Well, yes - as long as it's accepted that it might not like what it sees. Citing no less an authority than John Ruskin, Jowell defines the purpose of art in defiantly premodern terms as the exploration of "the internal world we all inhabit - the world of individual birth, life and death, of love or pain, joy or misery, fear and relief, success and disappointment", revealed to us by artists "who can show us things we could not see for ourselves". For her, the capacity to access these insights is a "sixth sense", and the lack of that capacity a sixth giant for progressives to slay (along with Beveridge's want, disease, ignorance, squalor and idleness). But while acknowledging that England has a tradition of importing and exporting culture, and that much of what we are inventing now transcends national barriers, Jowell edges uncomfortably close to a new social mission for the arts when she argues that culture has an additional part to play "in defining and preserving our cultural identity - of the individual, of communities, and of the nation as a whole".
What this leaves out - if not denies - is art's provocative role. Through much of the past 50 years, art has been properly concerned not to cement national identity but to question it. In that, it continued the great modernist project of "making strange", of disrupting rather than confirming how we see the world and our place in it.
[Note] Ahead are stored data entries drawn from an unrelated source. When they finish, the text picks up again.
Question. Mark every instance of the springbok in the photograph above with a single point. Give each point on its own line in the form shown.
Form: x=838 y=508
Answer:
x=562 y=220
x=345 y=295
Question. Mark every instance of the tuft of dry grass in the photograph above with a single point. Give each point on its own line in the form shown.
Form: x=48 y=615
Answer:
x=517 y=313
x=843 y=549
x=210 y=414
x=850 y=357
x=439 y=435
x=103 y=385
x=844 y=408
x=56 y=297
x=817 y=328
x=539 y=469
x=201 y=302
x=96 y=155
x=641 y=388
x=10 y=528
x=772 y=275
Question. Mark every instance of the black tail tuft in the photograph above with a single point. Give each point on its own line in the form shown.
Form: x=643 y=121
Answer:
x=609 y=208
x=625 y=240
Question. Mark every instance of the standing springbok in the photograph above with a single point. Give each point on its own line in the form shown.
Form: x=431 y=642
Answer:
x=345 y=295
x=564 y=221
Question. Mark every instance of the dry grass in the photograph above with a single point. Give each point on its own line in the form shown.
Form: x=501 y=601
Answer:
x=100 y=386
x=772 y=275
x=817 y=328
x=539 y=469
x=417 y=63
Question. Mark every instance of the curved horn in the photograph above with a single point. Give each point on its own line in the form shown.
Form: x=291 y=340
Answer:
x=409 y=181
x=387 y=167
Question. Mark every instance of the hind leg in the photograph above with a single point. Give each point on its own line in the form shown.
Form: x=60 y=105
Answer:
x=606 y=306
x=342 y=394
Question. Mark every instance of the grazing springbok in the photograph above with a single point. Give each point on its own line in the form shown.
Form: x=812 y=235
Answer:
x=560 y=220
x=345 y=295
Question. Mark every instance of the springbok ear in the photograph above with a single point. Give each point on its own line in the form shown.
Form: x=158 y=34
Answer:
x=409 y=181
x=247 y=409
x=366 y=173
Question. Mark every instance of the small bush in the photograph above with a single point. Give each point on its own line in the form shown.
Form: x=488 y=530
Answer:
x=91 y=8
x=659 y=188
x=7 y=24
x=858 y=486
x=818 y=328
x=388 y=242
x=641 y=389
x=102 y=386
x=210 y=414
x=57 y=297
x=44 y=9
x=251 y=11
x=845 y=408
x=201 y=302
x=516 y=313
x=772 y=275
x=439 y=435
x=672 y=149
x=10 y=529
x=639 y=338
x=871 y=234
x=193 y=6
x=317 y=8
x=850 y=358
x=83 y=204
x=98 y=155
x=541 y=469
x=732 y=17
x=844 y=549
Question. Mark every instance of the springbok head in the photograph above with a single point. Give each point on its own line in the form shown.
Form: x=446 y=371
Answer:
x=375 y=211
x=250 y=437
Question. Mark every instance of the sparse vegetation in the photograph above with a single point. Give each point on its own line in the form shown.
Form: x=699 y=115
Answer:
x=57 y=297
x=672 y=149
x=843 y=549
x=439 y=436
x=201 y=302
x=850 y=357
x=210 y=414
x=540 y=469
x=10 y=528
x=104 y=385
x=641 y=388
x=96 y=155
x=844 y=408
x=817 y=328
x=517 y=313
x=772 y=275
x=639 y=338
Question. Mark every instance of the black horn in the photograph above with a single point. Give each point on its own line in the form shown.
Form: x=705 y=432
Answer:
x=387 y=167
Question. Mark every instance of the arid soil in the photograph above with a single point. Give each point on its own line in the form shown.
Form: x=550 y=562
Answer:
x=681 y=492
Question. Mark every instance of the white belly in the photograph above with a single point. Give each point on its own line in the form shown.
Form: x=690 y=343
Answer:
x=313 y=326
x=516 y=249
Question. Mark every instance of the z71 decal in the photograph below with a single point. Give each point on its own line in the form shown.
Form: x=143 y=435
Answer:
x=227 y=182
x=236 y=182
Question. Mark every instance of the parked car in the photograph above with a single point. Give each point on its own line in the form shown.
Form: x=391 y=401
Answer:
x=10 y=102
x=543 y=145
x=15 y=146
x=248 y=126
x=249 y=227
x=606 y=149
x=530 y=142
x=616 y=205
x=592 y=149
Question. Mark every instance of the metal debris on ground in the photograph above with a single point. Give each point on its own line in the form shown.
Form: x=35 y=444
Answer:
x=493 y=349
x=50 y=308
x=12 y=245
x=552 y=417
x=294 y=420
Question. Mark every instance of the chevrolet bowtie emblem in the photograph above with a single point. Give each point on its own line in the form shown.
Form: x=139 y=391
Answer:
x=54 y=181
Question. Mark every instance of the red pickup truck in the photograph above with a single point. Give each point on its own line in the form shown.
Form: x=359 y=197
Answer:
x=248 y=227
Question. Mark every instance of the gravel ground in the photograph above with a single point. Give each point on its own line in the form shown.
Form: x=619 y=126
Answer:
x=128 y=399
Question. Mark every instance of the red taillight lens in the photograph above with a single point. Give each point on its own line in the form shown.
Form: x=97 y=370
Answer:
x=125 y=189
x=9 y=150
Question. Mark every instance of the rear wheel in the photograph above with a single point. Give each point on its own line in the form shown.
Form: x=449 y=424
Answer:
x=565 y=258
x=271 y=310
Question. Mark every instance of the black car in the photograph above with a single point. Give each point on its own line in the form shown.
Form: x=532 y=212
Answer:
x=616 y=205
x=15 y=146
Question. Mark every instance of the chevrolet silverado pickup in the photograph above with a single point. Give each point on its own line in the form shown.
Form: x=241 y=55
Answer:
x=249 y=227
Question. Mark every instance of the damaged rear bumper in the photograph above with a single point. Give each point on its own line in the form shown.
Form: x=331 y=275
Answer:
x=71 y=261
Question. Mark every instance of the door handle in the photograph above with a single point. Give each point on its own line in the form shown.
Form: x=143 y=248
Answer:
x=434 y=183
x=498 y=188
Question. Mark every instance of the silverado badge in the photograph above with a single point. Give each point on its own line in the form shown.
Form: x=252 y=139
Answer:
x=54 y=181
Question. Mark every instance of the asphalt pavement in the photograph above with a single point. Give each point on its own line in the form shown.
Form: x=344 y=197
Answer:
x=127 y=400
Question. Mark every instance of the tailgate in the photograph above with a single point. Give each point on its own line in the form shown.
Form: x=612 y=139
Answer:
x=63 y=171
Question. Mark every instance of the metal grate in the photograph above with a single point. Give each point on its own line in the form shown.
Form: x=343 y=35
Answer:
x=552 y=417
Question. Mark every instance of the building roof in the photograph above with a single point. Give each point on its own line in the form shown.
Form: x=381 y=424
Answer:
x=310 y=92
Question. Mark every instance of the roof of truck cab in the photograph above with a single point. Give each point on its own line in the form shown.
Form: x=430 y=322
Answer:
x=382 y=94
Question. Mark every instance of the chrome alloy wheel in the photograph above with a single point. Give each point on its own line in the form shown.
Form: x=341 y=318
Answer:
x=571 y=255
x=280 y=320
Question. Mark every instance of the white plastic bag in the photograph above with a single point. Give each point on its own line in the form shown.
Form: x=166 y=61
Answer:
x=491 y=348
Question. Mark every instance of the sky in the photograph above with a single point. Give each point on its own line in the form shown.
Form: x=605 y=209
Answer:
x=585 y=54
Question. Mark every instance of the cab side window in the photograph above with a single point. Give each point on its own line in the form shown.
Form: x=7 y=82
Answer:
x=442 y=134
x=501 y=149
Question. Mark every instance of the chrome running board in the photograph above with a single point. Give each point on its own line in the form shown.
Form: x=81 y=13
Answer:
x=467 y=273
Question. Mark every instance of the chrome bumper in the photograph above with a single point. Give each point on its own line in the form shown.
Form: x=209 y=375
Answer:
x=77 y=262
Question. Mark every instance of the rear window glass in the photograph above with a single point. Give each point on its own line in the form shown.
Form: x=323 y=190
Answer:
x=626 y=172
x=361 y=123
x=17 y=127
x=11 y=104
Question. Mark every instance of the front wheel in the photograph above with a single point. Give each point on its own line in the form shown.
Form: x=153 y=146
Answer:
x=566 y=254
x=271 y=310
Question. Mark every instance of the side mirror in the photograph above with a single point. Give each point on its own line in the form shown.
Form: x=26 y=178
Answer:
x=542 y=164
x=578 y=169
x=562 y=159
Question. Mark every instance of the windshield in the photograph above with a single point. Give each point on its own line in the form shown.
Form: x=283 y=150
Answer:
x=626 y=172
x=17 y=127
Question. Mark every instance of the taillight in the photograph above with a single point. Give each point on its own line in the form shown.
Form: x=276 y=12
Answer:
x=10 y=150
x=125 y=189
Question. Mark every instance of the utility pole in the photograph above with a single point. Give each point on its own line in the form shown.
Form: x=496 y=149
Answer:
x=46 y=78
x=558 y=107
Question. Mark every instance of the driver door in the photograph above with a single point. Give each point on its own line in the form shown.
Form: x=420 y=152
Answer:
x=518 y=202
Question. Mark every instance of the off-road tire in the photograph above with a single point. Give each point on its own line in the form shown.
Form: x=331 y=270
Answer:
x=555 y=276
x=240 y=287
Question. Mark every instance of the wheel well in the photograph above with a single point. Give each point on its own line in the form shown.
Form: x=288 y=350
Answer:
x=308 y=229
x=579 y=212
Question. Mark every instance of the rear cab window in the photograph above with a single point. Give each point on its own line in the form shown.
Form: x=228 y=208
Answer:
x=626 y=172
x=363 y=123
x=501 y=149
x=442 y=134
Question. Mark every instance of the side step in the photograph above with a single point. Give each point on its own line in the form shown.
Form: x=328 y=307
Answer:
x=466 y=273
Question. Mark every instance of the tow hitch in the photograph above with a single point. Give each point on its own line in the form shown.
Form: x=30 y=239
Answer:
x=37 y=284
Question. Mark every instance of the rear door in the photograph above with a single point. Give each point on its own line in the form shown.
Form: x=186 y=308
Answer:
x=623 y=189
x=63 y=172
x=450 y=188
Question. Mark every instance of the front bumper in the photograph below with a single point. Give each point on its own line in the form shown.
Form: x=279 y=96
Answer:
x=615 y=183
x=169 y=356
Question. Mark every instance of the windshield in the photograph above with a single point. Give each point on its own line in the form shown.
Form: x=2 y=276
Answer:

Further, the most productive periods of postwar arts have been when the provocative has challenged the patrician - at the Royal Court Theatre in the 1950s (and the 1990s), at the BBC during the era of That Was the Week That Was and Cathy Come Home. By contrast, the promise of the popular/provocative alliance has come to naught; promising to dethrone high art in the interests of rap music, street art and alternative comedy, the postmodernists have served only to give a progressive imprimateur to girl bands and reality TV. And why not. The recent history of cultural forms from television drama to rock music demonstrates the deadeningly homogenising effect of the notion that the culture customer is always right.
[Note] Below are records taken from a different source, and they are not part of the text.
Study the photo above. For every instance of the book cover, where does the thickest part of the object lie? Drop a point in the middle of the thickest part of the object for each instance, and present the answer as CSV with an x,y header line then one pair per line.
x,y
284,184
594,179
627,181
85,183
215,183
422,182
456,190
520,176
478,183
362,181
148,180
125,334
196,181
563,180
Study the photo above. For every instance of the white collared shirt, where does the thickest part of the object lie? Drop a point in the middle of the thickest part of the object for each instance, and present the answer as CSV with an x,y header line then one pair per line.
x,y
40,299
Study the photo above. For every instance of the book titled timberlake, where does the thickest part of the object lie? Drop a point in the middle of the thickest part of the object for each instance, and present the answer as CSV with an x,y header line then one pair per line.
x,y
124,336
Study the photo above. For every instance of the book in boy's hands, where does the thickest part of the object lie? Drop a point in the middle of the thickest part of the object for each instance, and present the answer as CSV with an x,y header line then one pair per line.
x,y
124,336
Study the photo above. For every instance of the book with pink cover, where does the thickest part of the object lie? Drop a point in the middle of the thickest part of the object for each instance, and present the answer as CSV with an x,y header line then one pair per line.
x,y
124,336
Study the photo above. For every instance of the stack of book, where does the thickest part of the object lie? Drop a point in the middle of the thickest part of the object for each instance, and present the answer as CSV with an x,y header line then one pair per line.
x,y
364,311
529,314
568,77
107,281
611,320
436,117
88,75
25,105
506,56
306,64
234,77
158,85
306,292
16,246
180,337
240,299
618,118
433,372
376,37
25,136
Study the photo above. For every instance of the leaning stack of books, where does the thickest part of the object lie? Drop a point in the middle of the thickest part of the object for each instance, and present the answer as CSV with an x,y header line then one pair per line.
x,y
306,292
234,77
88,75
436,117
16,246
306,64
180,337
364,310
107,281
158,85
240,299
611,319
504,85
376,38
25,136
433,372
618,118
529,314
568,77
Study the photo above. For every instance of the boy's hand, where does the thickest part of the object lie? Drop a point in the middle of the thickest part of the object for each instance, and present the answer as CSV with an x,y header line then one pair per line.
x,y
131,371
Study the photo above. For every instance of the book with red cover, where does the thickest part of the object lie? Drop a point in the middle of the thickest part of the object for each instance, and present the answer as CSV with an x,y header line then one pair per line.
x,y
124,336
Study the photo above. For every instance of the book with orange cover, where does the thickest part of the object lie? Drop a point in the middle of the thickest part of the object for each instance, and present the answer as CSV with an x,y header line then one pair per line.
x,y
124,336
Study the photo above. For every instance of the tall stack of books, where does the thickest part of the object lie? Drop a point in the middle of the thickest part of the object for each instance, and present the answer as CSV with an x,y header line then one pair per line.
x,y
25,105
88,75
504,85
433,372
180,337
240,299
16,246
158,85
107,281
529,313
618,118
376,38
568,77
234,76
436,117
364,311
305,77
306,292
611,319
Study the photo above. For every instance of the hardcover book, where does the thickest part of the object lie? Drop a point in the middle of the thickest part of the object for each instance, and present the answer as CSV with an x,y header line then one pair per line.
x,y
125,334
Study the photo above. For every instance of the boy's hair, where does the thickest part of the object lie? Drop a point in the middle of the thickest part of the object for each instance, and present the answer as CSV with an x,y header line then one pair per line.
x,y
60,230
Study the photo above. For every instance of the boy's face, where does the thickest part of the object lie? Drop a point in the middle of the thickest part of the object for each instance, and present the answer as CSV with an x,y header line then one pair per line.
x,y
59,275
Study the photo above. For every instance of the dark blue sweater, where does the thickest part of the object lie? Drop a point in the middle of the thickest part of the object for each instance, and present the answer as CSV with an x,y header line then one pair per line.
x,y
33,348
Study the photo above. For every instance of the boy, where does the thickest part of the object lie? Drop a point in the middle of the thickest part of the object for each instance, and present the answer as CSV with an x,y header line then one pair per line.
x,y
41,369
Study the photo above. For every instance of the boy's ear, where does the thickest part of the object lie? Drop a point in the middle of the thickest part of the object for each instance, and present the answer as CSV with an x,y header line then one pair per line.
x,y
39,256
If art isn't there to serve tourism or policing, then nor can it form a branch of the community cohesion industry. If the arts are to have the centrality to our human experience that Jowell rightly expects of them, the inevitably patrician institutions that provide them need to be challenged and held to account by the spirit of provocation rather than flattened out by the market. The shift towards the arts consumer was a necessary corrective to a period in which composers, writers and painters wantonly baffled if not abused their audiences. Now there is a danger that in pandering to the inevitably conservative market demand ("I'd like more of that thing I liked yesterday, please"), the arts are falling down on their job to challenge and provoke. Yes, art should hold a mirror up to its audience. What it sees, however, will not always be happy customers, but sometimes guilty creatures at a play.